We Are Still Here: Minnesota is a Dakota Place
with Dr. Gwen Westerman (Sisseton Dakota)
7 p.m. TONIGHT
Minnesota History Center
FREE.
Chaska, Mankato, Wabasha, Shakopee, Winona. Minnesota is a Dakota place. The language of the Dakota people marks this land, the Dakota homeland of Mni Sota Makoce, as it has for generations. Join Dakota artist, poet and scholar Gwen Westerman as she shares her perspective on the modern Dakota people and their special place in Minnesota on the eve of the sesquecentennial of the tragic and transformative U.S.-Dakota War.
The U.S.-Dakota War of 1862 marked a major turning point in the long history of the Dakota people. It is only one small part of the story of a people who belong to the Oceti Sakowin, the Seven Council Fires of Dakota, Nakota and Lakota, one of the largest and most influential cultural alliances in the history of North America. They adapted to the presence of European and American newcomers by making them kin. They refused to accept the violation of treaties by corrupt U.S. officials. They survived being divided and scattered across thousands of miles by war, internment and removal. They endured having their children taken from their homes, and resisted over a century of attempts to forbid them the language and the spirituality at the core of their way of life. They are still here. Discover how the U.S.-Dakota War was neither a beginning, nor an ending, for the Dakota Oyate [people] in this place we call Minnesota.

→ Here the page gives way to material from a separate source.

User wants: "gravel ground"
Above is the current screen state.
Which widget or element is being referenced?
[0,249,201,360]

Dr. Westerman serves as the Director of the Native American Literature Symposium, is the recipient of several prestigious grants, and has published widely on contemporary American Indian literature. She is a poet and artist and has published her poetry in “Yellow Medicine Review,” “Water-Stone Review,” and other journals; she has also displayed her quilts in many venues. Gwen Westerman is an English professor at Minnesota State University-Mankato specializing in multi-cultural and Native American literature.